Selain menulis puisi, ia juga mencipta cerita pendek, kritik sastra, esai, dan kolom, yang dimuat di sejumlah media cetak terbitan Semarang, Solo, Yogyakarta, Surabaya, Jakarta, Brunei Darussalam, Malaysia, Australia, dan Prancis. Kumpulan puisi tunggalnya yang telah terbit adalah Melancholia (Damad, Semarang, 1979), Solitaire (Indragiri, Semarang, 1981),  Malam Pertama (Mimbar, Semarang, 1996),  Penyair Kamar (Forum Komunikasi Wartawan Pendidikan dan Kebudayaan Jawa Tengah, Semarang, 2018), dan Mendung, Kabut, dan Lain-lain (Cerah Budaya Indonesia, Jakarta, 2019). Kumpulan esai tunggalnya Islam dalam Kesusastraan Indonesia (Yayasan Arus, Jakarta, 1986). Kumpulan cerita rakyatnya Ki Ageng Pandanaran: Dongeng Terpilih Jawa Tengah (Pusat Bahasa, Jakarta, 2004).  Novelnya Selamat Siang, Kekasih dimuat secara bersambung di Mingguan Bahari, Semarang (1978) dan Bau (Pelataran Sastra Kaliwungu, Kendal, 2019) yang menjadi nomine Penghargaan Prasidatama 2020 dari Balai Bahasa Jawa Tengah.

Ia juga pernah menerbitkan antologi puisi bersama Korrie Layun Rampan berjudul Putih! Putih! Putih! (Yogyakarta, 1976) dan Suara Sendawar Kendal (Karawang, 2015). Sejumlah puisi, cerita pendek, dan esainya termuat dalam antologi bersama para penulis lain.  Puisinya juga masuk dalam buku Manuel D'Indonesien Volume I terbitan L'asiatheque, Paris, Prancis, Januari 2012. Ia juga menulis puisi berbahasa Jawa (geguritan) di Panjebar Semangat dan Jaya Baya.

Ia menjabat Pemimpin Redaksi Kampus Indonesia (Jakarta), Tanahku (Semarang), Delik Hukum Jateng (Semarang) setelah sebelumnya menjabat Redaktur Pelaksana dan Staf Ahli Pemimpin Umum Koran Wawasan (Semarang), Pemimpin Redaksi Radio Gaya FM (Semarang), Redaktur Pelaksana Tabloid Faktual (Semarang), Redaktur Pelaksana Tabloid Otobursa Plus (Semarang), dan Redaktur Legislatif  (Jakarta).

Kini ia masih aktif menjadi Redaktur Pelaksana Majalah Info Koperasi (Kendal), Majalah Justice News (Semarang), dan Majalah Opini Publik (Blora).

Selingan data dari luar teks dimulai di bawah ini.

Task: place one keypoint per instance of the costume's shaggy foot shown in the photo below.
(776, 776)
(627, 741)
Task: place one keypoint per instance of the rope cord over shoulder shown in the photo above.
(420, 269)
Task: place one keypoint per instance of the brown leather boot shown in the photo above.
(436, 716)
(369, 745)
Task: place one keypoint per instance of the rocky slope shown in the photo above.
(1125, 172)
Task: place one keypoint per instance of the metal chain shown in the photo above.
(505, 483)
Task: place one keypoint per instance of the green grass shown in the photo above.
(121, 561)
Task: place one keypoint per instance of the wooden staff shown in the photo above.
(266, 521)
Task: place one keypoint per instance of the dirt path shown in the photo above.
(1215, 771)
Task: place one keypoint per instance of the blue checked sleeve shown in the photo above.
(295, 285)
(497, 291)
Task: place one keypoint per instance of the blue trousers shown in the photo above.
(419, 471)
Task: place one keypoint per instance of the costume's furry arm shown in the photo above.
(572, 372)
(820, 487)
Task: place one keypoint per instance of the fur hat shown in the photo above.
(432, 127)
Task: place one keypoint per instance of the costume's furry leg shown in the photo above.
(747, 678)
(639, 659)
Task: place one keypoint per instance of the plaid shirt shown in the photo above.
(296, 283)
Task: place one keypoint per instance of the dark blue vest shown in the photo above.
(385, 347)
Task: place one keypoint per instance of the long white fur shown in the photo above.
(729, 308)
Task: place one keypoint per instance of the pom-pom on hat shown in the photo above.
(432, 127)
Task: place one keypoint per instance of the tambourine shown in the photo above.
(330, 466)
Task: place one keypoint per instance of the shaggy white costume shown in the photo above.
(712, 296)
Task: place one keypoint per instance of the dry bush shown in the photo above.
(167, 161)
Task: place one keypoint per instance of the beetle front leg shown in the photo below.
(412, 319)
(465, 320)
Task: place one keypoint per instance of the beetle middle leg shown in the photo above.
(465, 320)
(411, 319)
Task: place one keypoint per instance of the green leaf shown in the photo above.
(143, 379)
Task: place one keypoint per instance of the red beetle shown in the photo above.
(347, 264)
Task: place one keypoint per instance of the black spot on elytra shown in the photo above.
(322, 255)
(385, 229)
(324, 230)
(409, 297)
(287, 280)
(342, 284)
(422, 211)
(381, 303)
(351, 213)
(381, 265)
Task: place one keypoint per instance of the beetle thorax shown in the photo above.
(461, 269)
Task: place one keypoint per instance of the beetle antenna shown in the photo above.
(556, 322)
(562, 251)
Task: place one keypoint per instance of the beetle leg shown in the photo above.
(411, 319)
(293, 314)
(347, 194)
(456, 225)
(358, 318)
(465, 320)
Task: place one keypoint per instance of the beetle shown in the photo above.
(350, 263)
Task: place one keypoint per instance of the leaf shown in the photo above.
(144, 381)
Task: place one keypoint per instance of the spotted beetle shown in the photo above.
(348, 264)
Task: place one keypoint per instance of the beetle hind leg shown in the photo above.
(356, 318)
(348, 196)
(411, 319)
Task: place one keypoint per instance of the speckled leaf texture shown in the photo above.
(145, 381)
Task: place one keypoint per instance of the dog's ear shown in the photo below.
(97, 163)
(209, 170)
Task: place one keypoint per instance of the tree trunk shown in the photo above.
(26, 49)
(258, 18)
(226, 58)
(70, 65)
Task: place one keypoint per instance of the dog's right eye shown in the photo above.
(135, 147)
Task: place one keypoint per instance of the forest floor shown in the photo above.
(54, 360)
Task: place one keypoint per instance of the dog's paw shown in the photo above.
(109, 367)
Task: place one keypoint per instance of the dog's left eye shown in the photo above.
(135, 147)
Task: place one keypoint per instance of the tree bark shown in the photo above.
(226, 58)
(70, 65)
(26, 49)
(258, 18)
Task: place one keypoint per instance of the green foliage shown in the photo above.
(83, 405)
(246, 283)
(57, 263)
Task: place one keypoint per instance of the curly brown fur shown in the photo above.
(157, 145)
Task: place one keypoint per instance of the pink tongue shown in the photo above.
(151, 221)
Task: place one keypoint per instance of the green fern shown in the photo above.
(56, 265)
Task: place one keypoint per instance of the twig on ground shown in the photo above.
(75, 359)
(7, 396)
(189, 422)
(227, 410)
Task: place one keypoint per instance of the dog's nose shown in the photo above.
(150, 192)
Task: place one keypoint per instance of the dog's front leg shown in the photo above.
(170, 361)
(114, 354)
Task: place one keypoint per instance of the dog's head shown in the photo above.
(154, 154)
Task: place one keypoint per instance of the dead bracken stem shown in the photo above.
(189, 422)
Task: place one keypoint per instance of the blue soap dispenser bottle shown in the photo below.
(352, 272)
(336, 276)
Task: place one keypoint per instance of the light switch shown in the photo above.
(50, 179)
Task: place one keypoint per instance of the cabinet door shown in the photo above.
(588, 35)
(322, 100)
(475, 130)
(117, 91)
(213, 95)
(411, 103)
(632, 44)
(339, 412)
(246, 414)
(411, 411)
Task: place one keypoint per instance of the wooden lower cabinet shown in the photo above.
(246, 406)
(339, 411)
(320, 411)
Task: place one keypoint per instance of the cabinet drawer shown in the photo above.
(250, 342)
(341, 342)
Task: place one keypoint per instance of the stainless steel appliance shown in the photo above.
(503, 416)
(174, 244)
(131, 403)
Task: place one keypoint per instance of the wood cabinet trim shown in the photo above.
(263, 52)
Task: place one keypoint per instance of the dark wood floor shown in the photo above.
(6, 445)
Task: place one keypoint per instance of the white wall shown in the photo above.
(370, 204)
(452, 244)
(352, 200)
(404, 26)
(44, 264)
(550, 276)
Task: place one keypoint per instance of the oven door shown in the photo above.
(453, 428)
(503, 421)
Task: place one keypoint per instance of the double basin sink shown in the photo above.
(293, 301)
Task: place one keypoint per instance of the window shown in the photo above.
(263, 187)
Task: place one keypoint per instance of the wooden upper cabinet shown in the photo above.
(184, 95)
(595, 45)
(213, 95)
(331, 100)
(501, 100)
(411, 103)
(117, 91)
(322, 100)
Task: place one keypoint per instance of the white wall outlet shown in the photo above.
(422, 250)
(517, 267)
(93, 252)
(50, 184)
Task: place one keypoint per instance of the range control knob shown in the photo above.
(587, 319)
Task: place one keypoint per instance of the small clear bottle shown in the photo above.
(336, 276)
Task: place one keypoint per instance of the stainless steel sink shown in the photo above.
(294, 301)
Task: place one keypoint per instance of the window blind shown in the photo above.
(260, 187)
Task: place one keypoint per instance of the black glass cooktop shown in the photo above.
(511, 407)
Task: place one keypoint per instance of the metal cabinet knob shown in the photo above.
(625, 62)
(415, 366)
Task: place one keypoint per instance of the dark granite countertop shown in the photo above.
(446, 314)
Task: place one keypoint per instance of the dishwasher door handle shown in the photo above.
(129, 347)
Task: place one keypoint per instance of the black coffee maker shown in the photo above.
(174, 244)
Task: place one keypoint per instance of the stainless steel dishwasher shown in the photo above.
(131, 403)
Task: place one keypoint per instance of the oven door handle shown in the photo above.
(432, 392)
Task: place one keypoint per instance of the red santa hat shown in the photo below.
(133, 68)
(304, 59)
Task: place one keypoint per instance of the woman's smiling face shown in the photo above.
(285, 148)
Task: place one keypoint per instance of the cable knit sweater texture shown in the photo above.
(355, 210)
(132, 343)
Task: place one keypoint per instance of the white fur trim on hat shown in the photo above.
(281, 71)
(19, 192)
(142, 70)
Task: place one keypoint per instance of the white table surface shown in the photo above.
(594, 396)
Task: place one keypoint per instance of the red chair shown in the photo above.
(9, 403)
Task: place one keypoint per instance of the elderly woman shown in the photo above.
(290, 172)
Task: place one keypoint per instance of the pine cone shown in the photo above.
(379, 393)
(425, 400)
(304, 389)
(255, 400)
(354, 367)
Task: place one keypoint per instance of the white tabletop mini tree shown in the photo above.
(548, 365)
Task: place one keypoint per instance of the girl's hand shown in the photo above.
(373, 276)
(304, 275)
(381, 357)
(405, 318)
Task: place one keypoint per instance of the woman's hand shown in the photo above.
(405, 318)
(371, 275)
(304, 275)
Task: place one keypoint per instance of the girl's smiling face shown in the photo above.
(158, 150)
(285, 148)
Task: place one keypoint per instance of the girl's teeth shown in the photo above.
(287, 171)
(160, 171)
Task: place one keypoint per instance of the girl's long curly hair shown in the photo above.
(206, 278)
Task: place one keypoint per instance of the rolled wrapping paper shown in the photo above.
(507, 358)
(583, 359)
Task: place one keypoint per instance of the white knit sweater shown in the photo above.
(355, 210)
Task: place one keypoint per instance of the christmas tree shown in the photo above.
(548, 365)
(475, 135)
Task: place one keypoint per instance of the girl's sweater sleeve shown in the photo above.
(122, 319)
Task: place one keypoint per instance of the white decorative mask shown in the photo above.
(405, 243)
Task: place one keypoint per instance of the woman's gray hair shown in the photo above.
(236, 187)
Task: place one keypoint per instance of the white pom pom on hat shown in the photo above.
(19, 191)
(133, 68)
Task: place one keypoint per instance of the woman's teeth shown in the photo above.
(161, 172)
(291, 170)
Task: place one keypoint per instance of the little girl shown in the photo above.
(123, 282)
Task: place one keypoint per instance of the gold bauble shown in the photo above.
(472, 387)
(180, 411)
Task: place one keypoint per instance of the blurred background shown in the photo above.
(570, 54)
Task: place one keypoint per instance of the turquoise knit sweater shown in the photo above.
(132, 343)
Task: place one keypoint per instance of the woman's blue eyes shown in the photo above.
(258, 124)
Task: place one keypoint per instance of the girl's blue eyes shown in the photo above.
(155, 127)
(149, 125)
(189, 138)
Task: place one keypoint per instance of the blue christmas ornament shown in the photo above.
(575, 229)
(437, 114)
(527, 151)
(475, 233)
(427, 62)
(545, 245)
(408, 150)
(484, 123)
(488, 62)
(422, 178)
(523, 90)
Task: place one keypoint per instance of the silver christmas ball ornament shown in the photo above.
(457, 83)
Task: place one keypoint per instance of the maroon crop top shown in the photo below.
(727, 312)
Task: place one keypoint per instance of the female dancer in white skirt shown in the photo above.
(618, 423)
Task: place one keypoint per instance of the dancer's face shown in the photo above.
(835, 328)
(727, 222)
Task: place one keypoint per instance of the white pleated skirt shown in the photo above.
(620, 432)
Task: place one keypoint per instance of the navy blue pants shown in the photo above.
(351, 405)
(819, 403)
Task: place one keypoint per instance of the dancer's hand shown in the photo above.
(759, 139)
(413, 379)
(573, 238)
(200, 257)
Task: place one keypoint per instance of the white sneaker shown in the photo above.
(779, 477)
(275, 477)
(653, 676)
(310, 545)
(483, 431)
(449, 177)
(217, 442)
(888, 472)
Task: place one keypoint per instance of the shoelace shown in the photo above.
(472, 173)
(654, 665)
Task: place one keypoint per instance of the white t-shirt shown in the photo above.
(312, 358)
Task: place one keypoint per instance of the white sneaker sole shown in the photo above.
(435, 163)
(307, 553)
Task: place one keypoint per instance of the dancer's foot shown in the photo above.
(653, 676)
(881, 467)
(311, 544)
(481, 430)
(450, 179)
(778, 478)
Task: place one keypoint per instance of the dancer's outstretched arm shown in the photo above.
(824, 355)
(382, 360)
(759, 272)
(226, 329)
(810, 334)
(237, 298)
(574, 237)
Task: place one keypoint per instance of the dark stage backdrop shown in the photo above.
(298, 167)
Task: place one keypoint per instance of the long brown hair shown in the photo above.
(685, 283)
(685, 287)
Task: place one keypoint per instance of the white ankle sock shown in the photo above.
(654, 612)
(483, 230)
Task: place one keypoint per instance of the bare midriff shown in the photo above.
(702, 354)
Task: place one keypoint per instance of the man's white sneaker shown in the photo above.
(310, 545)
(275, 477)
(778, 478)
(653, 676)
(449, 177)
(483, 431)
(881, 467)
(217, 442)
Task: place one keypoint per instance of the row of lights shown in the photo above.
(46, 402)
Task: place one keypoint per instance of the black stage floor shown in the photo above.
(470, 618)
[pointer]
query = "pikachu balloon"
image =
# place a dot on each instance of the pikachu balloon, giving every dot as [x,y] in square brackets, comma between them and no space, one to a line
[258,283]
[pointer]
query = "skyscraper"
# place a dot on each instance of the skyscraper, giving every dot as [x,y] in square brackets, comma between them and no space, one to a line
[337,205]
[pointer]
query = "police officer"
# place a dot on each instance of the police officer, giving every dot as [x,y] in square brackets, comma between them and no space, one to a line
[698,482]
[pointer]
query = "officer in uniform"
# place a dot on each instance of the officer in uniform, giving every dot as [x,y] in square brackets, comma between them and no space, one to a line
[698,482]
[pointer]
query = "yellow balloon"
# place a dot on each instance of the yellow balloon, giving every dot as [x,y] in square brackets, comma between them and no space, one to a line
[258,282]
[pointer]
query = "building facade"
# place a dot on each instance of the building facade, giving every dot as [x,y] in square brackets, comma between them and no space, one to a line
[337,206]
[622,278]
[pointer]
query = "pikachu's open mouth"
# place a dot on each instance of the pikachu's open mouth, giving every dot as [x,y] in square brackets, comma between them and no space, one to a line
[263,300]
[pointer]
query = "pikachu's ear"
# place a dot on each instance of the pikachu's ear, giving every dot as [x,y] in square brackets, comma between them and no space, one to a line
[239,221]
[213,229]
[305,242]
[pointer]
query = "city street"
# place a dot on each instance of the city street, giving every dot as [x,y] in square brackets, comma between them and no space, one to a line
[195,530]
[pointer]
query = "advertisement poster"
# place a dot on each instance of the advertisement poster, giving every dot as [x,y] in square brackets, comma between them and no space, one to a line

Saat ini ia menjabat Ketua Umum Dewan Kesenian Jawa Tengah (DKJT), Fungsionaris Ikatan Cendekiawan Muslim Indonesia (ICMI) Wilayah Jawa Tengah, Ketua III Komite Seni Budaya Nusantara (KSBN) Jawa Tengah, dan Ketua Forum Komunikasi Wartawan Pendidikan dan Kebudayaan Jawa Tengah. Sebelumnya ia pernah menjabat Ketua Kelompok Studi Seni Remaja (KSSR) Kendal, Ketua Pelaksana Dewan Teater Kendal, Sekretaris Forum Komunikasi Studi Mahasiswa Kekaryaan (Fokusmaker) Jawa Tengah, Wakil Ketua Ormas MKGR Jawa Tengah, Fungsionaris DPD Partai Golkar Jawa Tengah, Sekretaris DPD Badan Informasi dan Kehumasan Partai Golkar Jawa Tengah, dan Sekretaris Bidang Kehumasan DPW Partai Nasdem Jawa Tengah. 

Sejumlah penghargaan di bidang sastra, kebudayaan, dan jurnalistik telah diterimanya, antara lain dari Kepala Perwakilan PBB di Jakarta dan Nairobi, Ketua Persatuan Wartawan Indonesia Pusat, Menteri Perumahan Rakyat, Menteri Penerangan, Menteri Luar Negeri, Menteri Lingkungan Hidup, Pangdam IV/ Diponegoro, dan Kepala Balai Bahasa Jawa Tengah. Selain itu, di tengah kesibukannya menulis, ia kadang diundang untuk membaca puisi, menjadi juri lomba kesenian, pemakalah atau pembicara pada berbagai forum kesastraan dan kebahasaan, dan mengikuti sejumlah pertemuan sastrawan di Indonesia dan luar negeri.